Clara menjabat tangan supliyernya,mereka telah mencapai kesepakatan bersama.

"Terimakasih pak,mohon kerjasamanya," ujar Clara

"Terimakasih juga,mbk Clara masih mau bekerjasama dengan kami," ucap pria setengah baya yang berpenampilan sederhana itu.

"Sama-sama pak. Saya senang masih bisa bekerjasama dengan bapak," ucap Cleo sambil tersenyum.

"Saya pamit dulu mbak,masih ada kerjaan lain."

"Oh,iya pak."

Sementara supliyer itu sudah pergi,Clara masih mengerjakan sesuatu di laptopnya.

.

"Ok. Semua sudah clear. Saya tidak mau ada kesalahan sedikitpun yang bisa membahayakan,ok?" Adit mencoba memastikan semuanya sesuai rencana.

"Baik Pak Adit. Bapak jangan khawatir,saya akan memastikan semuanya beres.Saya permisi dulu Pak," pamit lelaki muda itu pada Adit.

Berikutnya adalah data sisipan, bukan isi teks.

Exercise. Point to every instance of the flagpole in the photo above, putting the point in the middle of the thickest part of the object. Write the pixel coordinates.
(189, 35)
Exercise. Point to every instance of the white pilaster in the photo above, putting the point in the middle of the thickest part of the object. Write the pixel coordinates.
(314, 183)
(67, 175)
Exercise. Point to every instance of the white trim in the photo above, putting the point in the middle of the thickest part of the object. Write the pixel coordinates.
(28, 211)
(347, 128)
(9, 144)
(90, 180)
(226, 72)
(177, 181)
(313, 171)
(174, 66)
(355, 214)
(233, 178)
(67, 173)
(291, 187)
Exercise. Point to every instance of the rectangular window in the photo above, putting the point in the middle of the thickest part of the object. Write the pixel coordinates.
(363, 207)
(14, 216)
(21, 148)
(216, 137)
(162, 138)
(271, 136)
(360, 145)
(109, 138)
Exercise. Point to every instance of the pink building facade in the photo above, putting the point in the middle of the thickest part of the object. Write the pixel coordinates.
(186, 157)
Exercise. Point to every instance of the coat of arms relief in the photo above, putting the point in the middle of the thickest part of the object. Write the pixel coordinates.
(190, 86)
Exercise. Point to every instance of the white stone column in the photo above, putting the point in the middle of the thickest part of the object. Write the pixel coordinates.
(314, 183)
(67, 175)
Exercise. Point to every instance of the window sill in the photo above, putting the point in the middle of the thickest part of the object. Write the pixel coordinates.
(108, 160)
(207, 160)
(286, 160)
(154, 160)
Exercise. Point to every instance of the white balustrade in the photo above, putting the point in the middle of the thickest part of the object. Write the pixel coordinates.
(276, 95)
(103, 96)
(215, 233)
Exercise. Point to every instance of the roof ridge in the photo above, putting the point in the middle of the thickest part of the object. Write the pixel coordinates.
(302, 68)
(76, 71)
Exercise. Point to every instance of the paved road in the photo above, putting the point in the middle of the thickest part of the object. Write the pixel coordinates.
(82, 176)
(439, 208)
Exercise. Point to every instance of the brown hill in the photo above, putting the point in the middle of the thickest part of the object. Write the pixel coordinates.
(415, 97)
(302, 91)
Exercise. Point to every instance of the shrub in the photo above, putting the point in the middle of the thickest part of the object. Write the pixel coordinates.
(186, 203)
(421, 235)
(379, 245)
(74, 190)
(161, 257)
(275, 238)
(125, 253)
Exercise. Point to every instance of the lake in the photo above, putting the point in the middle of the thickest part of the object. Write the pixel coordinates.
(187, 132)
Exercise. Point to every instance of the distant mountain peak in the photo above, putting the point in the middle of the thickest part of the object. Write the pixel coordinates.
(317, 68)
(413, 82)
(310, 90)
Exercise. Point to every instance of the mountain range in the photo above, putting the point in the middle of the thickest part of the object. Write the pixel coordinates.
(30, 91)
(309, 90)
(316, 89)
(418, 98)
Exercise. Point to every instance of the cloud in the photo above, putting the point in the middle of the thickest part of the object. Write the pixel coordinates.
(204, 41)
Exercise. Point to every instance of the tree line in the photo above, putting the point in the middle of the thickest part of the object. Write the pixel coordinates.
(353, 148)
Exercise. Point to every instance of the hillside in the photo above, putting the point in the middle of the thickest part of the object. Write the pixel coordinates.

Adit berjalan di deretan ruko mencoba mencari cafe karena memang sudah waktu istirahat siang. Di kejauhan,ia melihat sesosok gadis memakai dress lilac. Ia tau betul siapa gadis itu,ia pun mempercepat langkahnya menghampiri gadis itu.

"Hai!" Adit menegur gadis itu.

"Oh,hai,pak Adit. Anda sedang apa di sini?" tanya Clara yang terkejut bertemu Adit di luar daerah kerjanya.

"Saya bertemu kontraktor. Anda sendiri,sedang  apa di sini?" tanya Adit balik.

"Saya tadi bertemu supliyer," jawab Clara sambil tersenyum.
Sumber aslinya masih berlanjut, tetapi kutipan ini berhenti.